Dikenal Sebagai Kerajaan Hindu-Buddha, Justru Kepercayaan Ini Yang Lebih Dominan Di Masa Majapahit

Moh. Habib Asyhad
Moh. Habib Asyhad

Editor

Hindu dan Buddha ternyata bukan kepercayaan paling populer di kalangan masyarakat kerajaan Majapahit. Kepercayaan lokal lebih dominan.
Hindu dan Buddha ternyata bukan kepercayaan paling populer di kalangan masyarakat kerajaan Majapahit. Kepercayaan lokal lebih dominan.

Hindu dan Buddha ternyata bukan kepercayaan paling populer di kalangan masyarakat kerajaan Majapahit. Kepercayaan lokal lebih dominan.

Intisar-Online.com -Kerajaan Majapahit identik dengan kerajaan bercorak Hindu dan Buddha.

Tapi tak banyak yang tahu, justru ada kepercayaan di luar dua itu yang lebih populer di kalangan masyarakat Majapahit ketika itu.

Majapahit berdiri pada 1293 dan runtuh 1527, setelah sebelumnya mencapai masa kejayaan di zaman Hayam Wuruk.

Dalam buku-buku sejarah,imperium Majapahit disebut sebagai kerajaan Hindu-Buddha.

Pandangan itulah yang secara luas membuat kita semua berkesimpulan bahwa masyarakat yang hidup di dalamnya menganut agama Hindu dan Buddha.

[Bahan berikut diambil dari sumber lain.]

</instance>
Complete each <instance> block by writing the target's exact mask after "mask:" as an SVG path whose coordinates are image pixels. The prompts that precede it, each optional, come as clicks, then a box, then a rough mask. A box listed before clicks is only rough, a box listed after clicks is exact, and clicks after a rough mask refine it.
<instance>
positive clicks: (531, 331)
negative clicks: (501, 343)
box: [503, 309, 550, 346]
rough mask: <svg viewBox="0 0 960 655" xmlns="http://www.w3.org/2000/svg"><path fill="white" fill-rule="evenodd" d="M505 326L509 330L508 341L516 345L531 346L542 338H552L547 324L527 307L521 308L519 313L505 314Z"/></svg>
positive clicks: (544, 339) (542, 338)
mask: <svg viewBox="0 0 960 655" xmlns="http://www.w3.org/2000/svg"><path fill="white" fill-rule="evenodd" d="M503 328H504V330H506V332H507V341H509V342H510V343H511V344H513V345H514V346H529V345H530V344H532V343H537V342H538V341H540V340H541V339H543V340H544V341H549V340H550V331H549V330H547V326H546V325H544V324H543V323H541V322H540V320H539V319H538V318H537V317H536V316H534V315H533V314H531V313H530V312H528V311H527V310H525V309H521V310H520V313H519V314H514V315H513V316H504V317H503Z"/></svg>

Tapi apakah semua itu benar?

Agus Sanyoto dalam bukunya berjudul Atlas Wali Songobuka-bukaan soal itu.

Dalam bukunya, ada beberapa kepercayaan yang berkembang di Nusantara pada masa sebelum Islam berkembang di sana.

Salah satunya masyarakat lokal di wilayah Jawa Timur (yang basis Majapahit) dan umumnya di Jawa, telah menganut adanya kepercayaan lokal.

"Peninggalan budaya yang berkembang, bahkan dari masa pra-aksara, masih terus dipertahankan masyarakat," tulis Sanyoto.

"Majapahit merupakan kerajaan yang paling digdaya di Nusantara."

"Para elitnya menganut kepercayaan untuk memuja kepada para Dewa sebagaimana dalam ajaran Hindu," tambahnya.

Pada saat itu, agama Hindu merupakan agama yang cukup eksklusif.

Sehingga para raja dan bangsawan yang hidup di dalam istana menganutnya.

"Hindu jadi agama para elit di Majapahit."

"Begitu juga dengan upaya raja untuk menyebar luaskan ajaran Hindu kepada masyarakat kerajaan, hingga daerah-daerah vassal-nya," lanjutnya.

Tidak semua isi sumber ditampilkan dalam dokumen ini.